The former Zimbabwe Congress of Trade Unions president said the MDC had scored a number of successes, among them transforming from an opposition “to become the ruling party”.
“We are now able to set the agenda for the full freedom of the people of Zimbabwe. We said it in 1999 and 2000 that we will bring Zanu PF to the negotiating table and they thought we were joking. Where is Mugabe today?” Tsvangirai questioned.
The MDC leader said there was only one solution to the Zimbabwe crisis — dialogue — but insisted he would not sign a “bad deal” with Mugabe and the president of the smaller faction of the MDC, Arthur Mutambara.
“Tsvangirai’s signature belongs to the people of Zimbabwe. I cannot betray you by signing a deal that is not reflective of what you want. I am not blind to differentiate between a good and a bad deal,” Tsvangirai said. “On March 29, you declared that you wanted change and not cosmetic change. We are going to deliver that change to you.”
He criticised Mugabe for having opted to give him a prime ministerial post in which he did not have powers to hire and fire cabinet ministers.

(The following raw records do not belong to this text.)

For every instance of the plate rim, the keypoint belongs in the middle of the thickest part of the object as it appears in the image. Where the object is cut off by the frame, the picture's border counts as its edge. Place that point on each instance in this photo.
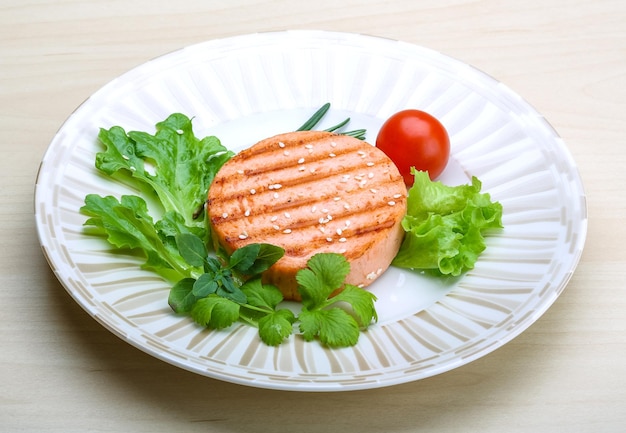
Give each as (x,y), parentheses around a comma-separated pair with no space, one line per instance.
(313,386)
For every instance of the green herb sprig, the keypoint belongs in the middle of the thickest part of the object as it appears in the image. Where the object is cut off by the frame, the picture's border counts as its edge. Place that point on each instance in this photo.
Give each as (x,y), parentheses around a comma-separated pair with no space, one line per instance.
(319,115)
(215,290)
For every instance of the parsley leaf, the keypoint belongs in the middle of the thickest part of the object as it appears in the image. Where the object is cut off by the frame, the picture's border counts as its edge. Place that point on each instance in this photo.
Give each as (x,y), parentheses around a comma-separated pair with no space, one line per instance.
(215,312)
(336,320)
(276,326)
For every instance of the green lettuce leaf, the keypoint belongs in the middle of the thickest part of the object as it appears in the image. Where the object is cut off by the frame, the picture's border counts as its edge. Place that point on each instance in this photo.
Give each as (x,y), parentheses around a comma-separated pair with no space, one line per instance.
(445,226)
(172,163)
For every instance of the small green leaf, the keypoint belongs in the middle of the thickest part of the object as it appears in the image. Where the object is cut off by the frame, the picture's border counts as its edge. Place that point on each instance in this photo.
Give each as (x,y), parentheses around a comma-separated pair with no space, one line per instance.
(326,273)
(242,258)
(254,259)
(310,324)
(262,295)
(215,312)
(181,297)
(212,265)
(191,248)
(361,301)
(227,289)
(275,327)
(335,327)
(204,285)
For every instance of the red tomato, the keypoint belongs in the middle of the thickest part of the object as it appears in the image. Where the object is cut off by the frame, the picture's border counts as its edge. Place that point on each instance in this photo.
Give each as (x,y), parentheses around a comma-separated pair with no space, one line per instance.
(413,138)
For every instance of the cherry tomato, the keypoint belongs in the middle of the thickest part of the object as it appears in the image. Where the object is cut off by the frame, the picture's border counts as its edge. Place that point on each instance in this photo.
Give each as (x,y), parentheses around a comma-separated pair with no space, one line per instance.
(413,138)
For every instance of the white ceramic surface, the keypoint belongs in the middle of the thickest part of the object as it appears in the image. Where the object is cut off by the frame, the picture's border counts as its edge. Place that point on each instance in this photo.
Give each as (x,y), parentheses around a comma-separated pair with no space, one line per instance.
(245,88)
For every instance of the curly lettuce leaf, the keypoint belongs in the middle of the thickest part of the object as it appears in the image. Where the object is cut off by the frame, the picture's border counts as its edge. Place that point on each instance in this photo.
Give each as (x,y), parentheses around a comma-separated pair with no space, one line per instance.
(445,226)
(173,163)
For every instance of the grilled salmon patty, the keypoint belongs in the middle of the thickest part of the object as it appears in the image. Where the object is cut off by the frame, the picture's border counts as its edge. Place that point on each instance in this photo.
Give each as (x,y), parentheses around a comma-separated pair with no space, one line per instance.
(311,192)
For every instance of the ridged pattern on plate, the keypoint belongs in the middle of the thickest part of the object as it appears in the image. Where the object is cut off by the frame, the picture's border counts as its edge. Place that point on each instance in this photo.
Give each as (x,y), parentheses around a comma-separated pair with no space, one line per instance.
(495,135)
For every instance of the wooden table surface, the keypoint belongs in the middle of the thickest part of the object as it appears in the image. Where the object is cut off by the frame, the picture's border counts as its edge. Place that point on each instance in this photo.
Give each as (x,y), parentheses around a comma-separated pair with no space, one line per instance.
(62,371)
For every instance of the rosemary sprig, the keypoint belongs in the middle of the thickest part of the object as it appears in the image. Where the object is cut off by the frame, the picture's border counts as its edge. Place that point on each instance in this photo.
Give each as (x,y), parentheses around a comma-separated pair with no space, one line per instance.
(315,118)
(319,114)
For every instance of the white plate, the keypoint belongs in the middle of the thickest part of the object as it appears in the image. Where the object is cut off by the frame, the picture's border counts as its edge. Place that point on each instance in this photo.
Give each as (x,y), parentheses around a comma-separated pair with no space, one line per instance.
(245,88)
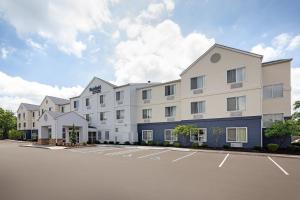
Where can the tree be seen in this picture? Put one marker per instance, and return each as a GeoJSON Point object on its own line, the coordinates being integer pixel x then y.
{"type": "Point", "coordinates": [283, 129]}
{"type": "Point", "coordinates": [7, 122]}
{"type": "Point", "coordinates": [73, 136]}
{"type": "Point", "coordinates": [185, 130]}
{"type": "Point", "coordinates": [217, 132]}
{"type": "Point", "coordinates": [296, 114]}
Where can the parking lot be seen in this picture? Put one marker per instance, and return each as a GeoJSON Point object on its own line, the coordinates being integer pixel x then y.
{"type": "Point", "coordinates": [129, 172]}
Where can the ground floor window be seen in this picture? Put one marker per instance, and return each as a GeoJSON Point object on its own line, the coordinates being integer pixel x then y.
{"type": "Point", "coordinates": [236, 134]}
{"type": "Point", "coordinates": [147, 135]}
{"type": "Point", "coordinates": [200, 136]}
{"type": "Point", "coordinates": [170, 136]}
{"type": "Point", "coordinates": [106, 135]}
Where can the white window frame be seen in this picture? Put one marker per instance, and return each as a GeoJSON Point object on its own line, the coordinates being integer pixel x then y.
{"type": "Point", "coordinates": [174, 137]}
{"type": "Point", "coordinates": [148, 131]}
{"type": "Point", "coordinates": [199, 136]}
{"type": "Point", "coordinates": [236, 135]}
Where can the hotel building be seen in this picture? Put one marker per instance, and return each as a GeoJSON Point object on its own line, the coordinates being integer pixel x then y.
{"type": "Point", "coordinates": [225, 89]}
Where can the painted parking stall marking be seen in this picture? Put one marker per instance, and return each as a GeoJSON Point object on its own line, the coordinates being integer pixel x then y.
{"type": "Point", "coordinates": [154, 154]}
{"type": "Point", "coordinates": [183, 157]}
{"type": "Point", "coordinates": [221, 164]}
{"type": "Point", "coordinates": [275, 163]}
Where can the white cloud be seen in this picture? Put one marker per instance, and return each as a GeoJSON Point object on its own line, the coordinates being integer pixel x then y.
{"type": "Point", "coordinates": [59, 21]}
{"type": "Point", "coordinates": [157, 53]}
{"type": "Point", "coordinates": [15, 90]}
{"type": "Point", "coordinates": [280, 45]}
{"type": "Point", "coordinates": [295, 74]}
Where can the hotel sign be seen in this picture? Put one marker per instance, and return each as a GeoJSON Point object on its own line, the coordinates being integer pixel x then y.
{"type": "Point", "coordinates": [96, 89]}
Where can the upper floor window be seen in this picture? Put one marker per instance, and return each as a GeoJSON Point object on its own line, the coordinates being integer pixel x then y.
{"type": "Point", "coordinates": [269, 119]}
{"type": "Point", "coordinates": [197, 82]}
{"type": "Point", "coordinates": [236, 103]}
{"type": "Point", "coordinates": [273, 91]}
{"type": "Point", "coordinates": [119, 95]}
{"type": "Point", "coordinates": [170, 111]}
{"type": "Point", "coordinates": [236, 75]}
{"type": "Point", "coordinates": [102, 116]}
{"type": "Point", "coordinates": [120, 114]}
{"type": "Point", "coordinates": [101, 99]}
{"type": "Point", "coordinates": [169, 90]}
{"type": "Point", "coordinates": [197, 107]}
{"type": "Point", "coordinates": [147, 113]}
{"type": "Point", "coordinates": [146, 94]}
{"type": "Point", "coordinates": [87, 102]}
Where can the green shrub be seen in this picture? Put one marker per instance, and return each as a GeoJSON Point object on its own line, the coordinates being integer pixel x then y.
{"type": "Point", "coordinates": [166, 143]}
{"type": "Point", "coordinates": [15, 135]}
{"type": "Point", "coordinates": [176, 144]}
{"type": "Point", "coordinates": [256, 147]}
{"type": "Point", "coordinates": [195, 145]}
{"type": "Point", "coordinates": [273, 147]}
{"type": "Point", "coordinates": [127, 143]}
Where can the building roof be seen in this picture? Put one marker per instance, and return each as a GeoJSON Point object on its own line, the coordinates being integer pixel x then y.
{"type": "Point", "coordinates": [59, 101]}
{"type": "Point", "coordinates": [223, 47]}
{"type": "Point", "coordinates": [276, 62]}
{"type": "Point", "coordinates": [31, 107]}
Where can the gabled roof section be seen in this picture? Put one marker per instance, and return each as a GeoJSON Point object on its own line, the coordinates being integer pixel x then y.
{"type": "Point", "coordinates": [223, 47]}
{"type": "Point", "coordinates": [30, 107]}
{"type": "Point", "coordinates": [58, 101]}
{"type": "Point", "coordinates": [276, 62]}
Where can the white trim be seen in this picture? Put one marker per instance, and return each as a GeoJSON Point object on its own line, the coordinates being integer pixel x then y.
{"type": "Point", "coordinates": [236, 141]}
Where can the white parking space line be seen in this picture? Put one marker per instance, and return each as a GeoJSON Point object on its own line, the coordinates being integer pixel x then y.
{"type": "Point", "coordinates": [180, 158]}
{"type": "Point", "coordinates": [122, 152]}
{"type": "Point", "coordinates": [221, 164]}
{"type": "Point", "coordinates": [154, 154]}
{"type": "Point", "coordinates": [285, 172]}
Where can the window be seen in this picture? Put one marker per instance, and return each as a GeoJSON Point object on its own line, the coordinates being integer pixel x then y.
{"type": "Point", "coordinates": [236, 75]}
{"type": "Point", "coordinates": [273, 91]}
{"type": "Point", "coordinates": [119, 95]}
{"type": "Point", "coordinates": [87, 117]}
{"type": "Point", "coordinates": [197, 107]}
{"type": "Point", "coordinates": [102, 116]}
{"type": "Point", "coordinates": [146, 94]}
{"type": "Point", "coordinates": [120, 114]}
{"type": "Point", "coordinates": [236, 135]}
{"type": "Point", "coordinates": [147, 113]}
{"type": "Point", "coordinates": [269, 119]}
{"type": "Point", "coordinates": [236, 103]}
{"type": "Point", "coordinates": [200, 136]}
{"type": "Point", "coordinates": [170, 136]}
{"type": "Point", "coordinates": [106, 135]}
{"type": "Point", "coordinates": [197, 82]}
{"type": "Point", "coordinates": [147, 135]}
{"type": "Point", "coordinates": [87, 102]}
{"type": "Point", "coordinates": [101, 99]}
{"type": "Point", "coordinates": [170, 111]}
{"type": "Point", "coordinates": [169, 90]}
{"type": "Point", "coordinates": [75, 104]}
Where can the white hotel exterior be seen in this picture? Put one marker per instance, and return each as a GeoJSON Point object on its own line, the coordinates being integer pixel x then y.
{"type": "Point", "coordinates": [225, 87]}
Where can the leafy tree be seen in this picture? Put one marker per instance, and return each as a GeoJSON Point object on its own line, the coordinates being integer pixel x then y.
{"type": "Point", "coordinates": [7, 122]}
{"type": "Point", "coordinates": [217, 132]}
{"type": "Point", "coordinates": [73, 136]}
{"type": "Point", "coordinates": [296, 114]}
{"type": "Point", "coordinates": [282, 129]}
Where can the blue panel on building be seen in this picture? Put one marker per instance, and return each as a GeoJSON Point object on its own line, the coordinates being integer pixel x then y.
{"type": "Point", "coordinates": [252, 123]}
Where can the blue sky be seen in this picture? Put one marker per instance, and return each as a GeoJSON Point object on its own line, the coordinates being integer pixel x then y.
{"type": "Point", "coordinates": [61, 45]}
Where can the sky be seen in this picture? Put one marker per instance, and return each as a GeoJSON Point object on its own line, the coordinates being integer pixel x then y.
{"type": "Point", "coordinates": [55, 47]}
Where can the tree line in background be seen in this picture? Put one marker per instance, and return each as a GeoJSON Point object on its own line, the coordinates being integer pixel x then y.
{"type": "Point", "coordinates": [8, 125]}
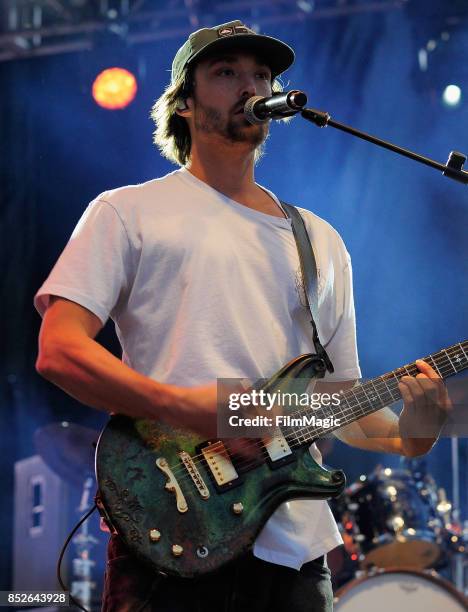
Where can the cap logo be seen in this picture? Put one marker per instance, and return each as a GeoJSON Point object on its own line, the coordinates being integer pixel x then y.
{"type": "Point", "coordinates": [228, 31]}
{"type": "Point", "coordinates": [225, 31]}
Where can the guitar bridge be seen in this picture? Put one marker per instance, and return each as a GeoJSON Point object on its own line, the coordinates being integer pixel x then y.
{"type": "Point", "coordinates": [219, 463]}
{"type": "Point", "coordinates": [172, 485]}
{"type": "Point", "coordinates": [194, 474]}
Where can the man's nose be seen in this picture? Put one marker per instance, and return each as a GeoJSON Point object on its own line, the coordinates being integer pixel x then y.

“You cannot mess yourself and ask me to clean you up and then you want to dismiss me afterwards. In the same vein, if Mugabe wants me to clean up the mess, then he has to give me the power,” Tsvangirai told ecstatic supporters. “We have the keys to the resources. We have the people on our side, and time is also on our side. If he (Mugabe) does not want to cede power, he should stay there and we see where it will take us.”